9. Parce que cela fait du bien d’aller voter
Plus d’un électeur a déjà quitté le bureau de vote avec le sentiment du devoir accompli. Peut-être s’attend-il à voir ses espoirs déçus, ou se dit-il que son bulletin aura l’effet d’une goutte d’eau dans l’océan. Mais, le plus sérieusement du monde, il n’est pas interdit d’éprouver cette satisfaction.
« Les élections représentent des moments symboliques assez forts, reconnaît d’ailleurs Emilie van Haute. On fait partie d’une communauté, tout le monde fait la même chose le même jour.

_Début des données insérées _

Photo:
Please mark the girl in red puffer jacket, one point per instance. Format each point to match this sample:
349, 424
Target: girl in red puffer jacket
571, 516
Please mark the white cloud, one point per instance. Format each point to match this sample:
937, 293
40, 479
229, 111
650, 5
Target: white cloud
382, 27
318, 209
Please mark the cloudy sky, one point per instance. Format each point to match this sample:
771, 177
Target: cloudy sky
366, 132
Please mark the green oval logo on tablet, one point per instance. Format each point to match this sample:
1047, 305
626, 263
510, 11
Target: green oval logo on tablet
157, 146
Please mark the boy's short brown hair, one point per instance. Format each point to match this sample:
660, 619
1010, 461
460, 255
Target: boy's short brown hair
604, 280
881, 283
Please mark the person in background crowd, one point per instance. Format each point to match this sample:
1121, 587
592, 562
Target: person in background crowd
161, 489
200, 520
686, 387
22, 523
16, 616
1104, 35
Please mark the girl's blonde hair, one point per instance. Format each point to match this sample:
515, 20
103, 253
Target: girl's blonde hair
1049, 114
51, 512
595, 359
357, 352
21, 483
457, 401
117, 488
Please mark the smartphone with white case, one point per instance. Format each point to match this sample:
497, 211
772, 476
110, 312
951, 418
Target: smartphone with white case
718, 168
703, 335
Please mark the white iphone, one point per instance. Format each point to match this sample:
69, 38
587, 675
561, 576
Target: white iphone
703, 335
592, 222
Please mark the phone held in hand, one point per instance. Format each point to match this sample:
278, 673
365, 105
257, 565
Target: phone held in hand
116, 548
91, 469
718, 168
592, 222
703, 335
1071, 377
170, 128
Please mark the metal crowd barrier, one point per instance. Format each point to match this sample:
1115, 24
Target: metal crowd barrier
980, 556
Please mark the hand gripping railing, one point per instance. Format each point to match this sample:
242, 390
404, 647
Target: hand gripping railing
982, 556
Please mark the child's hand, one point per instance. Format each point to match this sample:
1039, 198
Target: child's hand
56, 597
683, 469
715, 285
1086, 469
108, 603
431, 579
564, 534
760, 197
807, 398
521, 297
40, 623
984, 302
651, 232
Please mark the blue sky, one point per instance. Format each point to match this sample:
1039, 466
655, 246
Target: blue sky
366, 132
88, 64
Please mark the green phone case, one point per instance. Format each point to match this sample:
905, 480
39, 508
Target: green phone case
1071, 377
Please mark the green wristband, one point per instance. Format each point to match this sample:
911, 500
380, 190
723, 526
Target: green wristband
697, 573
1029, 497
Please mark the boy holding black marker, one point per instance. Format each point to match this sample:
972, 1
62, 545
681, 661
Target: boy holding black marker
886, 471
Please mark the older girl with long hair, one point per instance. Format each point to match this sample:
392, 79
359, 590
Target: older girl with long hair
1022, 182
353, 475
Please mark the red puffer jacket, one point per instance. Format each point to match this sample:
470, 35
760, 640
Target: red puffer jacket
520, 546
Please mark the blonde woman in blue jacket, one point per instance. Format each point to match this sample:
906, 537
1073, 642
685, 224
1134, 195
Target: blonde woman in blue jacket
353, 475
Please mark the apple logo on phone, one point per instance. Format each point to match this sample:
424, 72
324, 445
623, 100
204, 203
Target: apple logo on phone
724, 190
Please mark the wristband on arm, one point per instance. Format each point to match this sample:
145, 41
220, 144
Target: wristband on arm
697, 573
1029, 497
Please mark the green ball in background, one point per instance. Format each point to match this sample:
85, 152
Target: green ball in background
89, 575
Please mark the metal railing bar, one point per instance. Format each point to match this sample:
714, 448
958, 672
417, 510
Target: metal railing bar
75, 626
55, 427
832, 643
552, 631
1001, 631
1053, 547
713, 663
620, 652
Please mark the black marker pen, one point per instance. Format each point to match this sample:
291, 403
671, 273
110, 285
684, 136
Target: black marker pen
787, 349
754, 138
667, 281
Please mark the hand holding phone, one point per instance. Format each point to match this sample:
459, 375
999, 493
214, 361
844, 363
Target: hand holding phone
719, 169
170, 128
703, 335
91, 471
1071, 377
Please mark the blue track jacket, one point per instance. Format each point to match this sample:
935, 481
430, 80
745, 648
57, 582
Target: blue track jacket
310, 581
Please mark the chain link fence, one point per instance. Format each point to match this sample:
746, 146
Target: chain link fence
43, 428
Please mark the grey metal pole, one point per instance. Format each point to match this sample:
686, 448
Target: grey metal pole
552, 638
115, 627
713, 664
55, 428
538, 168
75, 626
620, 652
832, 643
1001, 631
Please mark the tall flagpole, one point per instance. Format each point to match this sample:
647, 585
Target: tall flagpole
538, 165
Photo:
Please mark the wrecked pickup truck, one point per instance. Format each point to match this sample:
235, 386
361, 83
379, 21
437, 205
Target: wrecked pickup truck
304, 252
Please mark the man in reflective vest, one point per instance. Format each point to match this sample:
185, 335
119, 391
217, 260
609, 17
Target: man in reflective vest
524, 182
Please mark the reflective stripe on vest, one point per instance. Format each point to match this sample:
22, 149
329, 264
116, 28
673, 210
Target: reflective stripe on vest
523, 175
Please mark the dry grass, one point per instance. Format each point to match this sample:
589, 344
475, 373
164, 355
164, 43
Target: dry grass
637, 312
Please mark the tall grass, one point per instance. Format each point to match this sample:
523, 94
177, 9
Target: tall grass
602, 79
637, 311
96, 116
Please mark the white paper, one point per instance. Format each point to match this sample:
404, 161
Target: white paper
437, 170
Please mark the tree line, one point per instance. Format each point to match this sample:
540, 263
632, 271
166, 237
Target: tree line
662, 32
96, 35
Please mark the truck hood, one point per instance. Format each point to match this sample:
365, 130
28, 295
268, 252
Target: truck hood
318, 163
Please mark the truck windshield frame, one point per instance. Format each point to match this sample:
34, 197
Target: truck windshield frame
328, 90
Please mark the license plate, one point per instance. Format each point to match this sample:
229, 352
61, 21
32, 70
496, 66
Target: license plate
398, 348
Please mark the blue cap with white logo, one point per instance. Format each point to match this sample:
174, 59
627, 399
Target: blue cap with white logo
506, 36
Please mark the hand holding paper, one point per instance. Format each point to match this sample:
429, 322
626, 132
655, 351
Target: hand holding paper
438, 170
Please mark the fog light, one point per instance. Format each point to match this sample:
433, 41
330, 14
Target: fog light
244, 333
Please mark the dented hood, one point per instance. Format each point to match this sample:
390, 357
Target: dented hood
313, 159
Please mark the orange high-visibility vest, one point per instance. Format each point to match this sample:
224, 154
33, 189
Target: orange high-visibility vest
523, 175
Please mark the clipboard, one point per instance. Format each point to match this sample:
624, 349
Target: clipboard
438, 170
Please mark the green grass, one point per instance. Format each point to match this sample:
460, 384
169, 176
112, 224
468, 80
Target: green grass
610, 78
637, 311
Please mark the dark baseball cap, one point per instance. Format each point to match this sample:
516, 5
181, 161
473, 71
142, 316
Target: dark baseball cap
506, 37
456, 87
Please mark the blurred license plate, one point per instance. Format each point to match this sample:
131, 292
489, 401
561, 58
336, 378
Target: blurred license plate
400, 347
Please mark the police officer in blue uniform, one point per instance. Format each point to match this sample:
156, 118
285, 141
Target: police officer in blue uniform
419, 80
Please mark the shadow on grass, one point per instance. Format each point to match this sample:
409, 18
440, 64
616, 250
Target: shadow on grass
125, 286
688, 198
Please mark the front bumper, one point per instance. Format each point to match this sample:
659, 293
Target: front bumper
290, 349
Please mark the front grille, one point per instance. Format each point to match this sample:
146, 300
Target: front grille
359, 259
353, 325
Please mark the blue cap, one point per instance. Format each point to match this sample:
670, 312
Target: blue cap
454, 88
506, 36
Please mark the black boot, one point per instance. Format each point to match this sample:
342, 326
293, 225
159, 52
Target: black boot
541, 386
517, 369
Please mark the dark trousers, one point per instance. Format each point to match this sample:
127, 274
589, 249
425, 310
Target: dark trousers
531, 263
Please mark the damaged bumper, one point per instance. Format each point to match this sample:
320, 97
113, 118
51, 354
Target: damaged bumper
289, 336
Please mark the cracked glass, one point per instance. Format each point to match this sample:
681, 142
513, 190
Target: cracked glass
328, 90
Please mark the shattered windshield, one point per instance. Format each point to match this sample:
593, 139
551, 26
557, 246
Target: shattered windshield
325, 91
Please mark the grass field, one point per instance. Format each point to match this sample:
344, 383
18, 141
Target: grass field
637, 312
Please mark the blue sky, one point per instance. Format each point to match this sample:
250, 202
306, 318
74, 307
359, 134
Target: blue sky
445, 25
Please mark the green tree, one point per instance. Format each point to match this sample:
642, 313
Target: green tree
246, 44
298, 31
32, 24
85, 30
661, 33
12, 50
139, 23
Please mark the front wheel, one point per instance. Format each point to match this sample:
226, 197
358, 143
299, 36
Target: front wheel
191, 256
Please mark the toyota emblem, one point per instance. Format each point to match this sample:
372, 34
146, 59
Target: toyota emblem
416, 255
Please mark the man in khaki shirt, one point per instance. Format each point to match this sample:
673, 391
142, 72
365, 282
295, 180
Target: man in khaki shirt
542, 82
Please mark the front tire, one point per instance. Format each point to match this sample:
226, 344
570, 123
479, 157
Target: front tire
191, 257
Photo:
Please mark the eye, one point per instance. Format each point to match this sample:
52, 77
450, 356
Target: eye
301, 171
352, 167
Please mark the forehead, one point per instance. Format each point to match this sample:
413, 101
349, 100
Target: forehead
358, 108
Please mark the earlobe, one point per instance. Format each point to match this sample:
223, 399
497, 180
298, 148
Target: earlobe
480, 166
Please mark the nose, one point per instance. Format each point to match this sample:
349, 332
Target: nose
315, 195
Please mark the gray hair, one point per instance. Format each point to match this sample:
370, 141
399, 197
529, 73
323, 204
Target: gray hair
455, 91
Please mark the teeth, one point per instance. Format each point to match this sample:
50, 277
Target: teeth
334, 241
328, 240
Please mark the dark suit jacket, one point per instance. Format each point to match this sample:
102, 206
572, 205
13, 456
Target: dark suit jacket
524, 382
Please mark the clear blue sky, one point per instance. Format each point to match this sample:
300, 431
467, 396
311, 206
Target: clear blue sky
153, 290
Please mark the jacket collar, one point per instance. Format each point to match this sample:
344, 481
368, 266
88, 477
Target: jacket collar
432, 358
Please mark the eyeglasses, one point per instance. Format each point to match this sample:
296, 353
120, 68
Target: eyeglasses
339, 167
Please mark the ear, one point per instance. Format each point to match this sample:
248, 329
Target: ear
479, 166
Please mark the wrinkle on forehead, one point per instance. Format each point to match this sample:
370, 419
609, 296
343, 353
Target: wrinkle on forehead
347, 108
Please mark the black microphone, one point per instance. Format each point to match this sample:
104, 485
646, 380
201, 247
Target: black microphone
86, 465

Il n’y a quand même pas énormément de moments, pour ne pas dire aucun, durant lesquels quasi tous les citoyens en âge de voter posent le même acte en même temps, participent à la même grand-messe. » Oui, voter peut procurer ce qu’on appelle des « rétributions symboliques », et ce sentiment de faire partie d’un ensemble, au sein duquel on est invité à exprimer son opinion librement.
10. Parce qu’on n’a pas trouvé beaucoup mieux
Les élections ont beau faire l’objet d’un désintérêt, la démocratie belge n’a pas encore déniché la panacée en mesure de les remplacer. Les partis politiques avancent leurs formules pour, comme le veut l’expression consacrée, rapprocher citoyens et politiques. Il s’agit souvent d’encourager la participation citoyenne, donc de mieux associer les citoyens aux décisions. C’est ainsi qu’ont fleuri des initiatives à tous les niveaux de pouvoir: interpellations citoyennes, droit de pétition, commissions mixtes, budgets participatifs, consultations publiques, etc.
La Communauté germanophone est même régulièrement citée en exemple en tant que laboratoire de la démocratie participative, après avoir instauré un dialogue citoyen permanent, qui allie tirage au sort, délibérations et formulation de recommandations.
Ces initiatives sont conçues comme étant complémentaires du processus électoral et du régime parlementaire. Elles comportent, certes, leurs avantages, mais demeurent aussi à la marge, tant qu’à présent, et apparaissent en ordre dispersé. Des chercheurs de l’ULB et de la VUB, les mêmes qui s’étaient penchés sur le phénomène de l’abstention, ont fourni l’an dernier une large analyse sur l’état de ces processus participatifs en Belgique. Il apparaît que, après avoir répertorié 75 initiatives, il s’avère très compliqué de les ranger dans des catégories bien définies, faute d’un cadre légal suffisant.
Surtout, ces initiatives, à côté de leurs vertus, comportent leurs désavantages. Leur effectivité est toute relative et, pointe l’analyse, dresser un bilan sur la mise en œuvre des résultats concrets est une gageure. Le risque existe donc de produire l’inverse de l’effet recherché: des citoyens qui s’impliquent mais ont le sentiment de brasser de l’air ne se détourneront-ils pas encore plus du politique? La colère récente des participants au panel citoyen «We need to talk» sur le financement des partis, face à l’absence d’accord politique sur leurs recommandations, constitue un exemple parlant.
Surtout, l’inclusivité et la représentativité reviennent régulièrement sur le tapis. Qui s’implique? Qui en a les moyens, le temps et l’envie? Qui en a l’intérêt?
«Les élections, quoi qu’on en pense, restent ce moment où tout le monde est égal. C’est important de pouvoir signer des pétitions, interpeller les politiques, participer aux assemblées citoyennes ou manifester, mais cela a un côté encore plus inégalitaire», résume la politologue Emilie van Haute. Les élections, elles, ne sont peut-être pas suffisantes, mais constituent probablement «un seuil minimal» plutôt accessible de l’expression des aspirations de tout un chacun.